Kagan Called Judicial Activist in Supreme Court Hearing, Democrats Cite Lack of Record
by Steven Ertelt
June 28, 2010
Washington, DC (LifeNews.com) — Supreme Court nominee Elena Kagan is drawing strong condemnation from Republicans on the Judiciary Committee in their opening statements on the first day of her nomination hearings. Even Democrats are pointing out she has little record on which to examine her judicial philosophy.
Jeff Sessions, the pro-life Alabama senator who is the lead GOP member of the committee, minced no words today in his opening statement.
"Kagan has never tried a case before a jury. She argued her first appellate case just nine months ago," he said. "She has barely practiced law, and not with the intensity and duration from which real understanding occurs."
"Kagan has less real legal experience of any nominee in at least fifty years. Its not just that she has never been a judge," he continued. "Kagan certainly has numerous talents and good qualities, but there are serious concerns about this nomination."
Sessions also pounded Kagan on abortion, saying "Kagan was also the point person for the Clinton Administrations efforts to block Congressional restrictions on partial-birth abortions."
"No individual … should be confirmed as a judge if she doesn’t understand that the judges role is to fairly settle disputes of law," Sessions added. "[T]throughout her career, Ms. Kagan has associated herself with well-known activist judges. These judges don’t deny activism; they advocate it. And they openly oppose the idea of a judge as a neutral umpire."
Kagan herself said she is qualified and said she would have an even-handed temperment on the Supreme Court. She said she would give "nothing less than a fair shake for every American."
She talked abotu how the Supreme Court safeguards "the rule of law, through a commitment to even-handedness, principle, and restraint."

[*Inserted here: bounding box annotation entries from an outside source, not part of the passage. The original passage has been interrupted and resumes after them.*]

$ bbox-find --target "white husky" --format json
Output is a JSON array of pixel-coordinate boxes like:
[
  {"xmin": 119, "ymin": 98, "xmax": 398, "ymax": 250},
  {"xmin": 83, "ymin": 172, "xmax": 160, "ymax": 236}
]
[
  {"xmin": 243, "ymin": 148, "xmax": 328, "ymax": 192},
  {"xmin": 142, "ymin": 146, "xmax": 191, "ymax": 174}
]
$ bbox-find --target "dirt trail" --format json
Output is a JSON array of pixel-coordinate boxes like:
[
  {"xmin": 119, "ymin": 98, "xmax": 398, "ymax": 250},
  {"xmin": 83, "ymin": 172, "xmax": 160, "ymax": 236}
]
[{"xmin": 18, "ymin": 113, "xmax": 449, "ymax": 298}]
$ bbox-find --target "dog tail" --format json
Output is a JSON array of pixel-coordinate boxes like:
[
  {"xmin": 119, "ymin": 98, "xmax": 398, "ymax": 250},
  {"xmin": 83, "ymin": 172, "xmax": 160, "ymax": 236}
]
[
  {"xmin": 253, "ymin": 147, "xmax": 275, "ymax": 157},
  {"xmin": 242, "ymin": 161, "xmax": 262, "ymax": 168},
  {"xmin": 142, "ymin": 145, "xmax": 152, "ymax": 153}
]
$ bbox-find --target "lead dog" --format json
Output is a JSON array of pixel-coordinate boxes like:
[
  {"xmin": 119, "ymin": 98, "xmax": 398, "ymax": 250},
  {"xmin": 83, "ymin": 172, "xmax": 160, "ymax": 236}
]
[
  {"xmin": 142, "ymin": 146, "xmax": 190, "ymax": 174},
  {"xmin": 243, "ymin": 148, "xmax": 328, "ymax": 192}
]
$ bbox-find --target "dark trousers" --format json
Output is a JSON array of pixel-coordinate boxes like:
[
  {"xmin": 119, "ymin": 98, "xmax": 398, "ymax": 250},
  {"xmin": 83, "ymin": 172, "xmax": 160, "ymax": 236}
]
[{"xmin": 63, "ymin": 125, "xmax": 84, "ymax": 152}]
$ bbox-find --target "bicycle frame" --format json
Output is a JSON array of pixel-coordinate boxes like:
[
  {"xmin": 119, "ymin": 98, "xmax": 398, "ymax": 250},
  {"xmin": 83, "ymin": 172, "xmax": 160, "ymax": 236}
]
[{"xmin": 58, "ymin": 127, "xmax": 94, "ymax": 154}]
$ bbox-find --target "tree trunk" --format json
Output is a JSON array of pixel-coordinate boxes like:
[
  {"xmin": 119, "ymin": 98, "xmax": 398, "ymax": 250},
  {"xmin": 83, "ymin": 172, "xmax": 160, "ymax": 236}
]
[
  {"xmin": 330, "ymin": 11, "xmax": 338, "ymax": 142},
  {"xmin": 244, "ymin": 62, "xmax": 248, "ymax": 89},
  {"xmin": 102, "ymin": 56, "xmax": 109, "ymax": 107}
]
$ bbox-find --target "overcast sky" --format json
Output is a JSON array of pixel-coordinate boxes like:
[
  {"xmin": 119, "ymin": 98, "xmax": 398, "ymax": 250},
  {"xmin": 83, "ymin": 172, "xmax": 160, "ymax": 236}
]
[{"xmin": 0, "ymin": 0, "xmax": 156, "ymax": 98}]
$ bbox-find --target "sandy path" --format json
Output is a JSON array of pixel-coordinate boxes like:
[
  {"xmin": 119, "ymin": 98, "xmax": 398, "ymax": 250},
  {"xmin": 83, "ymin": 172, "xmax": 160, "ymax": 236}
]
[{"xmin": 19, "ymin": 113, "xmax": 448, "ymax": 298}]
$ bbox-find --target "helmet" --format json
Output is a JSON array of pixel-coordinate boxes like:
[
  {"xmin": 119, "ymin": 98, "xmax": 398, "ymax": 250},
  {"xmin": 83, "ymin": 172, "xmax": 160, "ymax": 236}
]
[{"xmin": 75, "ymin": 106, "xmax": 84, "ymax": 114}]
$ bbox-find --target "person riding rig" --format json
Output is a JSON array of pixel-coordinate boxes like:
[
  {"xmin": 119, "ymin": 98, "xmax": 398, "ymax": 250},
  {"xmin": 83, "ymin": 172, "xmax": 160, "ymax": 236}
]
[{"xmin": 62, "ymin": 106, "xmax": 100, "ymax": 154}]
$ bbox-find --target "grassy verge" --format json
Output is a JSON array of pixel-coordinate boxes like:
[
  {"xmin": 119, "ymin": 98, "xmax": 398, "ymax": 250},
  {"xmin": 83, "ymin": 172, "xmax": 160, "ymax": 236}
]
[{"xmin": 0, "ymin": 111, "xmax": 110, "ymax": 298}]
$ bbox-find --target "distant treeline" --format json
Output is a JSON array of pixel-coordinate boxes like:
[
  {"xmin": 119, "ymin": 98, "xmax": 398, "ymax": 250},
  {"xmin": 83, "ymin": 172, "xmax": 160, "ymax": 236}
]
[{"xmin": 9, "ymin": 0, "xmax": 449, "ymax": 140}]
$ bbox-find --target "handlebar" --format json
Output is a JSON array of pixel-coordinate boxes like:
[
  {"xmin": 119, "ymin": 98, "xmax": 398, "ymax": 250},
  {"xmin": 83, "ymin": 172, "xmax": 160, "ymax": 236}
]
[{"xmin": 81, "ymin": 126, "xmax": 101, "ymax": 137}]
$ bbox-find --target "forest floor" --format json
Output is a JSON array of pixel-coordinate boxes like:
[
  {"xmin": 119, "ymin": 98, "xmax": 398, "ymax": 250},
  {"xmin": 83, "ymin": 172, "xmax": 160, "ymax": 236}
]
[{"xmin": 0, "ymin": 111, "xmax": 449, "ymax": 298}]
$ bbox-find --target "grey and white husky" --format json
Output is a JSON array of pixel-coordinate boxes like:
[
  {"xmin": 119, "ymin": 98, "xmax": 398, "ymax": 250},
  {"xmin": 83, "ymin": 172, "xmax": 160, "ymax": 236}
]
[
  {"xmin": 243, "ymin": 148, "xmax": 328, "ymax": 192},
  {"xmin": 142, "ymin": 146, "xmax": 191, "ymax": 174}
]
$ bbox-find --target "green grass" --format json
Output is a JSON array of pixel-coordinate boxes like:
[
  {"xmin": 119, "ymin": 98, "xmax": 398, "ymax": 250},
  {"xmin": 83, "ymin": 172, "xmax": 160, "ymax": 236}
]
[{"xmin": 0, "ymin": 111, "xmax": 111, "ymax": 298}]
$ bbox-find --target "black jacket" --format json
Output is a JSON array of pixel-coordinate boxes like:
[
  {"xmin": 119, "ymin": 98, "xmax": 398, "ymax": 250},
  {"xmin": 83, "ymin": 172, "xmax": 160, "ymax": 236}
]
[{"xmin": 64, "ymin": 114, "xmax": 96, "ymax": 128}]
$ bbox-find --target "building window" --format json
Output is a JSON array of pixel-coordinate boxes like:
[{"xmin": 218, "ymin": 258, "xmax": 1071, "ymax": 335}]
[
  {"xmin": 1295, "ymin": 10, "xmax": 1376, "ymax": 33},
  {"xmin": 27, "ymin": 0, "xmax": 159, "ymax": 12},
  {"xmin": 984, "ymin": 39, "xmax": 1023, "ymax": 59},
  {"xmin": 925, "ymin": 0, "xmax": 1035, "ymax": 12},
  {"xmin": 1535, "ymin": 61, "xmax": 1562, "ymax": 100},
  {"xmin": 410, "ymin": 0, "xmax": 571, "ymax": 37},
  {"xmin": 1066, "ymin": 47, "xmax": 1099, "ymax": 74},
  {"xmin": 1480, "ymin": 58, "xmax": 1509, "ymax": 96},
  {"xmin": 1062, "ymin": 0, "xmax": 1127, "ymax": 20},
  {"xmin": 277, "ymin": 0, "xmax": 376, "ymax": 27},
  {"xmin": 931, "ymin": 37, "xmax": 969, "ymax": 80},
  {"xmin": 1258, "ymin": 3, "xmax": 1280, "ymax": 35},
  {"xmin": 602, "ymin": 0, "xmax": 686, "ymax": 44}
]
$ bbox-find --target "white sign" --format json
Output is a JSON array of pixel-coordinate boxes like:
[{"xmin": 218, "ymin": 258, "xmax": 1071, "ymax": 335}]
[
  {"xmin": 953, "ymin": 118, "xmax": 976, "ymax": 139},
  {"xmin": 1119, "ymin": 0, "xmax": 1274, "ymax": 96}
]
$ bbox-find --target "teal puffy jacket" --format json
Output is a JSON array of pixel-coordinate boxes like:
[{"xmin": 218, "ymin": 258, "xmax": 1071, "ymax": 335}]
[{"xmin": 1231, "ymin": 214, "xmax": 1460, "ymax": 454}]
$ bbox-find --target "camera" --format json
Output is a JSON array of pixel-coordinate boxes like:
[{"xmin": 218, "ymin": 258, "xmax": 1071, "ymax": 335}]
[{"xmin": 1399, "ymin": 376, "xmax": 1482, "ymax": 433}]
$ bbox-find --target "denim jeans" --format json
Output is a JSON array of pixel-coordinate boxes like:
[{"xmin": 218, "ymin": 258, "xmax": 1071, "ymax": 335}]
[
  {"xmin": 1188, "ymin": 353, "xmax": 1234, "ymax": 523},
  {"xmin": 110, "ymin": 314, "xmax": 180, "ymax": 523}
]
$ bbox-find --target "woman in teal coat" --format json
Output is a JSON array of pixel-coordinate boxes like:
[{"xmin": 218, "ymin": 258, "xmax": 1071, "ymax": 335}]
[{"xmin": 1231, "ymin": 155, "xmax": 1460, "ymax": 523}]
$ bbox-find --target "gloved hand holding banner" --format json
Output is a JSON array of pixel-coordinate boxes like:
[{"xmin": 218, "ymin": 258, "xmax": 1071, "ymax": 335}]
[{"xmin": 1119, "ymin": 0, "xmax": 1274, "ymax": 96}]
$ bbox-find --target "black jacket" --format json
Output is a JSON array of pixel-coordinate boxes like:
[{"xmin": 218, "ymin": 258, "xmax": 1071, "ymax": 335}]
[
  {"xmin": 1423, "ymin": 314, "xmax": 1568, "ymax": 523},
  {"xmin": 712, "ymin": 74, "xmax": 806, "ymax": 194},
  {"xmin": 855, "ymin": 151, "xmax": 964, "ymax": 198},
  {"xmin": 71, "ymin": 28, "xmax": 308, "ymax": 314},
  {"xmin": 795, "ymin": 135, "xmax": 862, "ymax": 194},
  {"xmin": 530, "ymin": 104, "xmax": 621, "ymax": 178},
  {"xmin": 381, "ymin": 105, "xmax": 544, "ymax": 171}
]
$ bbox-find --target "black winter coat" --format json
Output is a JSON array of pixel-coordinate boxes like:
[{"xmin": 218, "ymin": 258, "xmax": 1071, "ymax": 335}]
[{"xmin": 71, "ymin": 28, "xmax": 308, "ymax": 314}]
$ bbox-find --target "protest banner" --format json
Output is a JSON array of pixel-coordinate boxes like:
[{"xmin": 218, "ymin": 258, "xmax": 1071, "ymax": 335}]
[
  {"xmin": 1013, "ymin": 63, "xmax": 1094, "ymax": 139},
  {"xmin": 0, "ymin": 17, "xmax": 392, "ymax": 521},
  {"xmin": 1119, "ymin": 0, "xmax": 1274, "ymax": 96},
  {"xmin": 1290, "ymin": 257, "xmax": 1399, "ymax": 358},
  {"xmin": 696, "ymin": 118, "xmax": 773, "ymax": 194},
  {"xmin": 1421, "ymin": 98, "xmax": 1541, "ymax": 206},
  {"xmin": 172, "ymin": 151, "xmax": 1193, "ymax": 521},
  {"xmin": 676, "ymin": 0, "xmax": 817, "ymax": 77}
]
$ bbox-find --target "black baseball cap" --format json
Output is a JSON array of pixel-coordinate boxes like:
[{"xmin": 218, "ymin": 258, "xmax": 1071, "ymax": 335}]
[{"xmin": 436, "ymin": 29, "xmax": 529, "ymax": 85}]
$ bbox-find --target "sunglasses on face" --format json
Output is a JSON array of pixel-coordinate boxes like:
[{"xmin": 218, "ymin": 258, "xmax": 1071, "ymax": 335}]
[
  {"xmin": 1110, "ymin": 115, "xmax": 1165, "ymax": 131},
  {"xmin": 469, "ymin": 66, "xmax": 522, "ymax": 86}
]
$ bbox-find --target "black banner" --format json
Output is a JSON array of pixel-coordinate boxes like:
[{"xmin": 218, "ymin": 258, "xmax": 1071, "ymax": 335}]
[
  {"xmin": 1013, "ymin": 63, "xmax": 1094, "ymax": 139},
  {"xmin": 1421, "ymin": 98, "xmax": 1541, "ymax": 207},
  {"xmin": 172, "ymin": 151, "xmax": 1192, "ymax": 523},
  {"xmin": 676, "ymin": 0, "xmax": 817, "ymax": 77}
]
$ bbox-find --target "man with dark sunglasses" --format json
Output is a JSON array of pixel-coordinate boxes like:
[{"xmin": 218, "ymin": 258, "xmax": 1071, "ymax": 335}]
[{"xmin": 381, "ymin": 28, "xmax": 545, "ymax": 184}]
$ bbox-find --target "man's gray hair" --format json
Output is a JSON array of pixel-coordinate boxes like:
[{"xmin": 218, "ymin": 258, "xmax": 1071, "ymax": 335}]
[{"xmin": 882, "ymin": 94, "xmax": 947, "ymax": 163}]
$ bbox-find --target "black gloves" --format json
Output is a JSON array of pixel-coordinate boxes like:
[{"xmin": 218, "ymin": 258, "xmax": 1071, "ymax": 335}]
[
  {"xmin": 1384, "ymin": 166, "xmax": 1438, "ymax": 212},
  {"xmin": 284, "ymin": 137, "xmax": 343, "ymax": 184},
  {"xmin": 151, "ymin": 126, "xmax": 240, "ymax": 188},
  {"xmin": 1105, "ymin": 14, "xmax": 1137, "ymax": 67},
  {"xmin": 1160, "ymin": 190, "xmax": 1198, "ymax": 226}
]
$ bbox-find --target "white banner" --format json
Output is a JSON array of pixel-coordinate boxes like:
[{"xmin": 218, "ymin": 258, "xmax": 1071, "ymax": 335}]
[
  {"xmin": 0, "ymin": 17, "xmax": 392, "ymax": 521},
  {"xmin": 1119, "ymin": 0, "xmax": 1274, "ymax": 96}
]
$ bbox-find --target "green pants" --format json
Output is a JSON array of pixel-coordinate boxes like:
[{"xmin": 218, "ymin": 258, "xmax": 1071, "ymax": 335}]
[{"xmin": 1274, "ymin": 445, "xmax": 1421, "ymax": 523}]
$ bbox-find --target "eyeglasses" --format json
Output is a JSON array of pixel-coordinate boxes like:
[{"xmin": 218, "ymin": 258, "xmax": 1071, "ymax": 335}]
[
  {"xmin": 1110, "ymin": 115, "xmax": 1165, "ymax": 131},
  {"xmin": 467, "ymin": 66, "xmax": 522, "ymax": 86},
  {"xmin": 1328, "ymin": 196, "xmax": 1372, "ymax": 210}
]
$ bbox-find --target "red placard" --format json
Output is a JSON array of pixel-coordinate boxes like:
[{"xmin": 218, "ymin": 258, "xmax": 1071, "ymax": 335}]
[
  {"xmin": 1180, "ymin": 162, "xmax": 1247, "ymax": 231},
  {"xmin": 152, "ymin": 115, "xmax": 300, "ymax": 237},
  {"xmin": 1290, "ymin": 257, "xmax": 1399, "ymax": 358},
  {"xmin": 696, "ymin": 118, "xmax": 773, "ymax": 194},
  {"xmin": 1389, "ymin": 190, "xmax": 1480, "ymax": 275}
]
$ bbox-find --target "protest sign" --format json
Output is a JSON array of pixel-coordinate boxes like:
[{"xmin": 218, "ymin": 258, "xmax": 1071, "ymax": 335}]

Even pro-abortion Wisconsin Democrat Herb Kohl recognized some problems with Kagan, saying "your judicial philosophy is almost invisible to us."
"We have less evidence about what sort of judge you will be than on any nominee in recent memory," he said.
Senator Orrin Hatch joined in, asking Kagan, "Will you let the Constitution control you or will you try to control the Constitution?"
But pro-abortion Sen. Diane Feinstein of California said that if the biggest criticism of Kagan is that she has never been a judge, she said she finds that a "refreshing" development.
Meanwhile, pro-life Sen. Jon Kyl of Arizona called out the American Bar Association for calling Kagan well-qualified despite her not meeting their requisite 12 years of legal experience. Kyl argues judging Kagan’s fitness may "be more difficult" because of lack of judicial experience.
Pro-life groups have described Elena Kagan as the stereotypical judicial activist and abortion advocate.
She clerked for pro-abortion Justice Thurgood Marshall, whom she lauded, and her writings dating back to her college days are filled with accolades for judges who took the law into their hands and twisted it for a desired outcome rather than relying on the people through their elected officials.
Kagan helped Bill Clinton defend his veto of a partial-birth abortion ban — the gruesome abortion procedure when a baby is birthed halfway and then jabbed in the head with medical scissors, killing him or her. She helped Clinton find political cover for his decision to keep those abortions legal.
Kagan went as far as advocating that the Clinton administration not only ignore but manipulate the opinion of a national medical group that said there was never any medical justification for killing unborn children halfway out of the birth canal.